Bugün de Türkiye ve Kürdistan’daki cezaevleri birer işkencehaneye dönüştürülmüş durumdadır. 250 binin üzerinde insanın kaldığı cezaevlerinde artık kimseyi koyacak yer kalmamıştır. Yasaklar, işkence ve ölümler gündelik olaylar halinde devam etmektedir. 457 tutuklunun ölüme terk edildiği cezaevlerinde AKP, uyuşturucu tüccarlarını, kadın katillerini ve mafya babalarını serbest bırakırken, politik tutsaklar üzerindeki baskılar devam etmektedir.

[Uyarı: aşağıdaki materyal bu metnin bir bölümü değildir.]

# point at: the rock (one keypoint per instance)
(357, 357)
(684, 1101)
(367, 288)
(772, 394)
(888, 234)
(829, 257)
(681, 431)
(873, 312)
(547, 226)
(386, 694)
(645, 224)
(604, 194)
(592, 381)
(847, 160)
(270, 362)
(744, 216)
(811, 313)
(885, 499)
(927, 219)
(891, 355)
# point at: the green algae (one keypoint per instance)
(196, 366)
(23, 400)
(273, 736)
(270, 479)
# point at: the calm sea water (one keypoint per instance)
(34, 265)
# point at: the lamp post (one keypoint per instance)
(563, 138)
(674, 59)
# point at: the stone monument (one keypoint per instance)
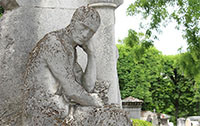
(29, 24)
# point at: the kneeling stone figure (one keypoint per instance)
(54, 79)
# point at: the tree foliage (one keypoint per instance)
(186, 13)
(157, 79)
(1, 11)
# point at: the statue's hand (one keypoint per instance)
(97, 100)
(88, 48)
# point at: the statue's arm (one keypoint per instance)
(89, 77)
(57, 65)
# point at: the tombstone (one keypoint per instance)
(188, 122)
(193, 120)
(22, 27)
(133, 107)
(181, 122)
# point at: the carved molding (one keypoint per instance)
(104, 3)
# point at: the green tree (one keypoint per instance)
(138, 66)
(186, 13)
(157, 79)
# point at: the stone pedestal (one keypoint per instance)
(22, 28)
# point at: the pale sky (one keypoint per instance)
(170, 40)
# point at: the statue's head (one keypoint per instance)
(85, 22)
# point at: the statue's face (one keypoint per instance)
(81, 33)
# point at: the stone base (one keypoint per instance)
(106, 116)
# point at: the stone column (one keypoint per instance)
(106, 51)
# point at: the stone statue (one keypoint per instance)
(9, 4)
(53, 78)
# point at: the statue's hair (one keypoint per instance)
(88, 16)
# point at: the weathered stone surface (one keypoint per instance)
(21, 28)
(106, 116)
(9, 4)
(17, 38)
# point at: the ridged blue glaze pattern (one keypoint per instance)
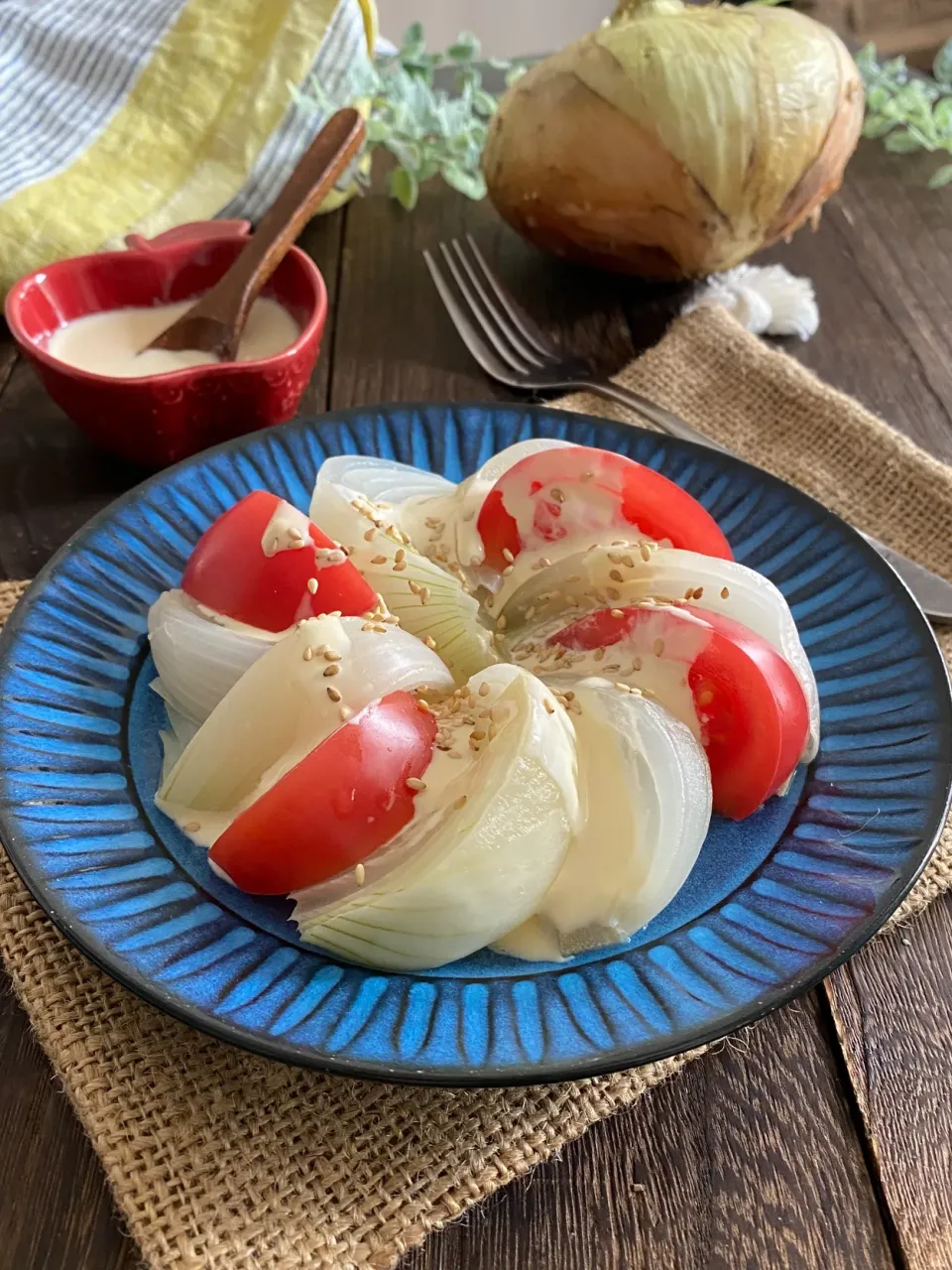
(772, 906)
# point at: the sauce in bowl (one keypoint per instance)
(109, 343)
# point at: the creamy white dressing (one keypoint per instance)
(111, 343)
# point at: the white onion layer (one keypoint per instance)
(465, 874)
(281, 710)
(751, 599)
(645, 790)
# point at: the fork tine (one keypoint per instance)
(484, 318)
(495, 312)
(480, 349)
(529, 327)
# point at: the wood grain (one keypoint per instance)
(748, 1159)
(892, 1008)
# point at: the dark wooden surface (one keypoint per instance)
(823, 1137)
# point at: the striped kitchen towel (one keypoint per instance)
(122, 117)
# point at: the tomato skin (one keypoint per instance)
(635, 494)
(752, 707)
(336, 807)
(230, 572)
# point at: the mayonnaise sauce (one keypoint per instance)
(111, 343)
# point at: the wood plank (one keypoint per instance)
(746, 1159)
(892, 1008)
(762, 1121)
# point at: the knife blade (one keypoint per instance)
(932, 593)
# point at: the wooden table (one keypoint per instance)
(823, 1135)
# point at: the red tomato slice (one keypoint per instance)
(581, 492)
(246, 567)
(336, 807)
(754, 719)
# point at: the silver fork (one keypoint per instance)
(512, 348)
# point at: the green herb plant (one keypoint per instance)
(428, 131)
(906, 109)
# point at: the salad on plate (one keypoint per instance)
(502, 712)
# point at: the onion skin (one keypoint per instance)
(675, 143)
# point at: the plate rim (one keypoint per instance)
(280, 1049)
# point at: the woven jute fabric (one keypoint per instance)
(226, 1161)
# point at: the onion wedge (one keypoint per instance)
(430, 602)
(606, 576)
(486, 841)
(645, 793)
(282, 708)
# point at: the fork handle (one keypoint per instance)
(670, 423)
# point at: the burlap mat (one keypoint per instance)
(221, 1160)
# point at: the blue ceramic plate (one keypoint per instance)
(774, 905)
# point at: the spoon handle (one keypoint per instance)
(306, 189)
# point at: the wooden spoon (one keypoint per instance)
(214, 322)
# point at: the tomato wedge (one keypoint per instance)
(580, 492)
(336, 807)
(753, 714)
(255, 562)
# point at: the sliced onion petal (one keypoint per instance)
(382, 480)
(647, 803)
(449, 616)
(667, 574)
(453, 881)
(198, 659)
(281, 710)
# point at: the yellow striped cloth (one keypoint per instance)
(121, 118)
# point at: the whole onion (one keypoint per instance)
(675, 141)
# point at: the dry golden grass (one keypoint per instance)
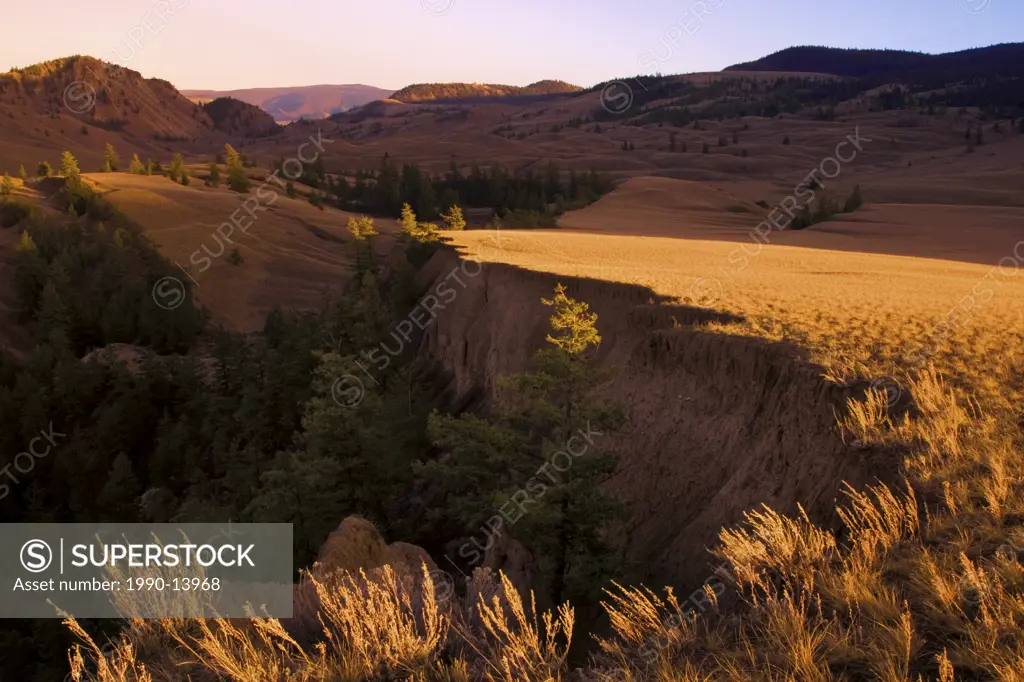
(374, 627)
(857, 314)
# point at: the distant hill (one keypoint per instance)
(1005, 60)
(291, 103)
(100, 94)
(238, 118)
(441, 91)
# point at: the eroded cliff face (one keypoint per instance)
(718, 424)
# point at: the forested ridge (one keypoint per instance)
(164, 417)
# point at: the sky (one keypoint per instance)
(231, 44)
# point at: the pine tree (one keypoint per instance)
(69, 167)
(454, 219)
(111, 158)
(408, 220)
(361, 227)
(231, 158)
(177, 168)
(118, 496)
(495, 463)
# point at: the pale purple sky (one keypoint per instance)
(227, 44)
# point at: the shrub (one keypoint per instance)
(238, 180)
(13, 211)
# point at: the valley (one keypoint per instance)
(784, 306)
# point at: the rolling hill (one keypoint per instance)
(1006, 60)
(459, 91)
(292, 103)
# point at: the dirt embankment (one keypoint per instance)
(718, 424)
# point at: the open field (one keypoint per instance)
(294, 255)
(851, 309)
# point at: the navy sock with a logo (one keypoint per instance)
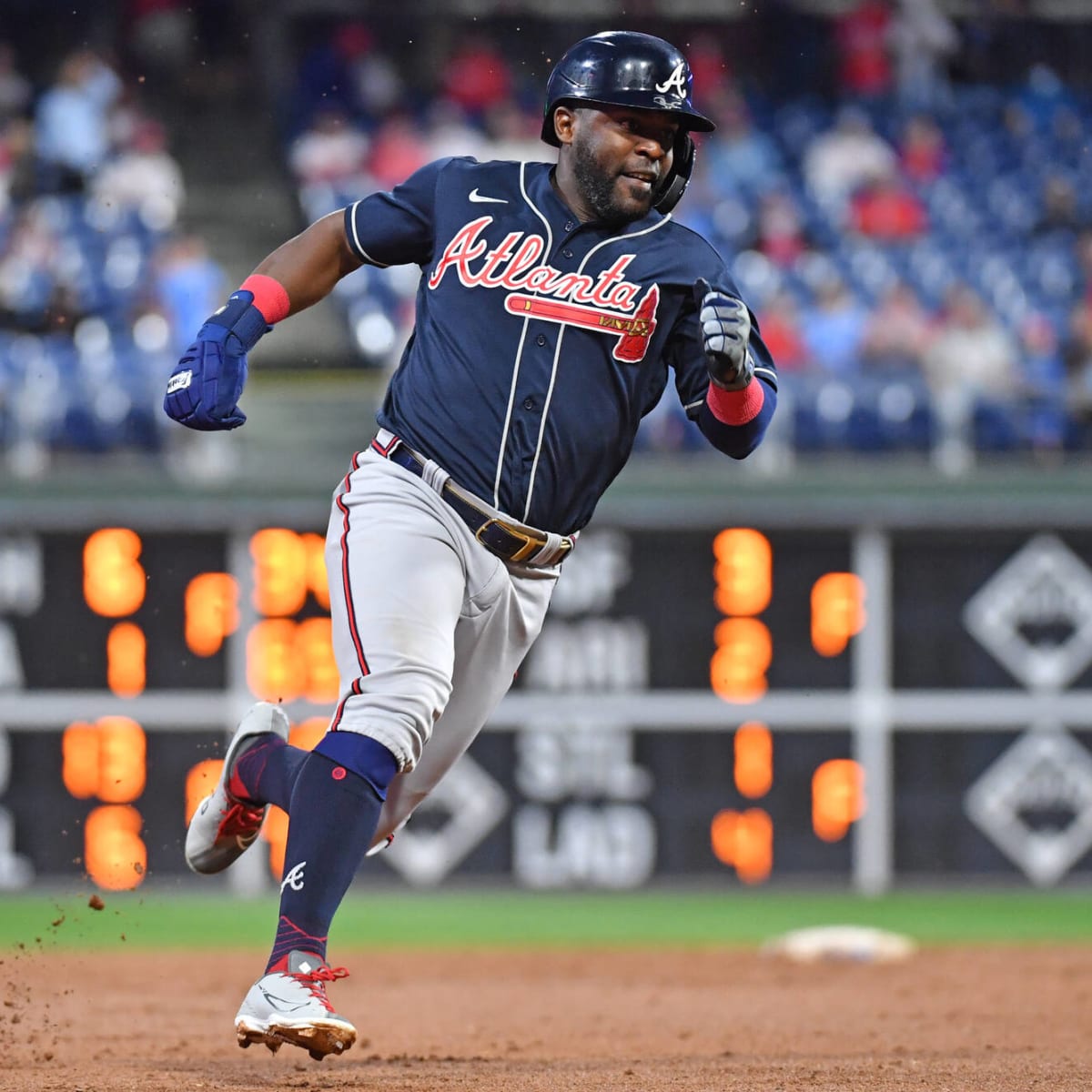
(334, 811)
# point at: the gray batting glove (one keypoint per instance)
(725, 331)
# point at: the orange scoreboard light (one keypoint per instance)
(126, 651)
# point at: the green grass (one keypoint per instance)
(500, 917)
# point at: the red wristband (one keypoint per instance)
(270, 296)
(736, 408)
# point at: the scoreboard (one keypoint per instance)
(748, 702)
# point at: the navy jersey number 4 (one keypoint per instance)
(550, 337)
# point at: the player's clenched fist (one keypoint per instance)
(205, 389)
(725, 331)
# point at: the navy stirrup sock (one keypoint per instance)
(333, 814)
(267, 773)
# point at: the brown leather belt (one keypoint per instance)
(508, 540)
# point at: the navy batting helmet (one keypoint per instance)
(625, 68)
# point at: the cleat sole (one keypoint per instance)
(318, 1041)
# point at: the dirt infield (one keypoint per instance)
(947, 1019)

Bir diğer taraftan AKP, iş başına geldiği 2002 yılından bu yana Alevileri sürekli yok saymıştır. Kendisine yandaş Sünnilere yaptırdığı Alevi çalıştaylarında, Alevilerin neden yok sayıldığına dair teorik açılımların dışında hiçbir şey getirmeyen, Cemevlerini ibadet yeri olarak görmeyen, cami ve Sünni vakıfların masraflarını devlet bütçesinden ödeyen AKP, Alevilerin bırakalım ihtiyaçlarını karşılamayı, dört duvarla çevrili yerler dışında, Cemevlerini bir ritüel inanç yeri olarak dahi kabul etmemektir.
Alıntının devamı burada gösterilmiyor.